I'll leave it up to your imagination to figure out which one of the two Moms fairly quickly begins a torrid affair with Paul. But I will say that the affair is not intended to mean that the Mom is no longer a lesbian, or wasn't one in the first place. The heterosexual affair comes across as an emotionally complex, physically basic, totally believable affirmation of the needs of the human body and soul.

The affair stays secret for a while, and director Lisa Cholodernko provides us with several hilarious scenes of bawdy glee, but eventually the two lovers are found out. The movie turns briefly melodramatic, but maybe any realistic depiction of the damage an affair can inflict on a family can seem melodramatic. Then it shifts gears again, and takes on a bittersweet tone. The climactic dialogue is priceless.

Opens July 23

'Coco Chanel & Igor Stravinsky’

If you have ever wondered why the best-selling perfume in the world is not called Chanel No. 1 - I confess I have, while waiting at the perfume counter at Christmas -- "Coco Chanel and Igor Stravinsky" will tell you how Chanel got to No. 5.
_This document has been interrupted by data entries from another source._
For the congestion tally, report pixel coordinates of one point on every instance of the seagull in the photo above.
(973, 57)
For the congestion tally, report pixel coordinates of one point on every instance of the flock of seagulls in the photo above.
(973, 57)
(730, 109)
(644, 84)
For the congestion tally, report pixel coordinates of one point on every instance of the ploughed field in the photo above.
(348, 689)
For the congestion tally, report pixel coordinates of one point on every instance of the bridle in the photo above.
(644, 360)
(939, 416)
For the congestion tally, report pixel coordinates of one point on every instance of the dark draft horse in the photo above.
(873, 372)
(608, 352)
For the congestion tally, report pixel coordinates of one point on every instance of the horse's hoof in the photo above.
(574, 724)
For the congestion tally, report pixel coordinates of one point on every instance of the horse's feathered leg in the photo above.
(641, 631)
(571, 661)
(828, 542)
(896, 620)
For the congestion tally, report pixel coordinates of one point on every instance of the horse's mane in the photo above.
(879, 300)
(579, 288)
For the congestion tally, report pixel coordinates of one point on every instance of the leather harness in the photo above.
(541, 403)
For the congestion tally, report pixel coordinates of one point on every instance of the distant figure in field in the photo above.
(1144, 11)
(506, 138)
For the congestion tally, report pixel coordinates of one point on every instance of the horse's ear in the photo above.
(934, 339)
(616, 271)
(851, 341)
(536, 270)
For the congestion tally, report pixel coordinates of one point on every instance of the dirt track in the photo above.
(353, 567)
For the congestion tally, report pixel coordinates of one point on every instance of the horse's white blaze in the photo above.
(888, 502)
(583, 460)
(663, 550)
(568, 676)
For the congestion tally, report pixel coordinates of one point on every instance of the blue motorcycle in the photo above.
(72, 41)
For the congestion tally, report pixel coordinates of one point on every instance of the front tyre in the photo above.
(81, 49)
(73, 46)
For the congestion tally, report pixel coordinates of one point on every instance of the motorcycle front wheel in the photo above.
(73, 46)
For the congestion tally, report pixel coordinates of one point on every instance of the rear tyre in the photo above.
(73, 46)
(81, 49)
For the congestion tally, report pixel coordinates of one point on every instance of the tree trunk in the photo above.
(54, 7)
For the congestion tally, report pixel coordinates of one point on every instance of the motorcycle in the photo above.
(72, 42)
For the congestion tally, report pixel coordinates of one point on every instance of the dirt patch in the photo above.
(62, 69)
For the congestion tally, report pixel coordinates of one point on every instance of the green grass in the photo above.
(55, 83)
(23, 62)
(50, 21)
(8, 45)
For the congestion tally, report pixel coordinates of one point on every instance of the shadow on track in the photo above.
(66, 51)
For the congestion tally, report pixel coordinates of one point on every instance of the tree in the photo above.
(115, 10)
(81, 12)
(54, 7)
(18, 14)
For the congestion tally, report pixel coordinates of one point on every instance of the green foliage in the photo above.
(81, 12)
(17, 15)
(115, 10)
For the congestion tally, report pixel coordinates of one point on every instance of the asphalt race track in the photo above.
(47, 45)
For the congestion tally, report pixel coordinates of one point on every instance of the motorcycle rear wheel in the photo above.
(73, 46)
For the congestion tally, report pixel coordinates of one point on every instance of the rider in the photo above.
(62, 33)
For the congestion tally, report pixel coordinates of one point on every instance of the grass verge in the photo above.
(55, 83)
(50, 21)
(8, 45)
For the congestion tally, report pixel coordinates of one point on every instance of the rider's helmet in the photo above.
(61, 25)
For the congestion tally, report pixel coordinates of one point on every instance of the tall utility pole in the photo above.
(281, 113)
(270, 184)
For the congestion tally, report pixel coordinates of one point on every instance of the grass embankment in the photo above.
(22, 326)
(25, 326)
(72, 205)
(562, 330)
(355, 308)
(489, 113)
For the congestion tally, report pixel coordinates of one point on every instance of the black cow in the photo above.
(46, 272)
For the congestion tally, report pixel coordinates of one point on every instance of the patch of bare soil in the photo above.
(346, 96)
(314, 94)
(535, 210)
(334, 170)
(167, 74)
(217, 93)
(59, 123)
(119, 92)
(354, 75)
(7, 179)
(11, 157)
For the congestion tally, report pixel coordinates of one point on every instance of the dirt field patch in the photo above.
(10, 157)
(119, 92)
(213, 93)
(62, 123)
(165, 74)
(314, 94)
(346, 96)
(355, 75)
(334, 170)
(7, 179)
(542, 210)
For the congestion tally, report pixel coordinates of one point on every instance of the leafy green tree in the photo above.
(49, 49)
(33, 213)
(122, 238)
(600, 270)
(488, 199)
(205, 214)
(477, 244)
Otherwise, the movie, which is visually gorgeous and dramatically slow, will probably appeal mainly to those interested in learning more - a lot more - about Coco, the longtime queen of Parisian couture. Igor Stravinsky, on the other hand, remains a knotty puzzle. The great Russian composer apparently brooded a lot and couldn't resist Coco's charms, even if his wife and children were just down the hall in Coco's elegantly simple French country house. (The recreated house, a designer's dream in geometric black and white, the rigidity of its rectangles occasionally relieved by touches of the rococo, may be the real star of the movie, and could well be a reason to see it.)

As far as action goes, the best scene in the film is the first one, an intricate, skillfully staged recreation of the disastrous 1913 premiere in Paris of Stravinsky's "Rite of Spring." Then the movie, which was directed by Jean Kounen ("Blueberry"), skips to the postwar period, and slows abruptly as Igor and family move in with Coco (Anna Mouglalis, a Chanel model as well as an actress).

For long stretches of time, Coco and Igor (Danish actor Mads Mikkelsen) passionately glower at each other, amid much ominous silence, and then they finally succumb to something very intense that feels more like mixed martial arts than love. The sex scenes are fairly explicit, but neither of these two self-absorbed people seems to be having much fun. Stravinsky's wife and kids are miserable, too. All in all, except for that marvelous house, "Coco Chanel & Igor Stravinsky" is not a very happy affair.

Opens July 23

Harper Barnes,  the author of Never Been A Time: The 1917 Race Riot That Sparked The Civil Rights Movement, has also been a long-time reviewer of movies.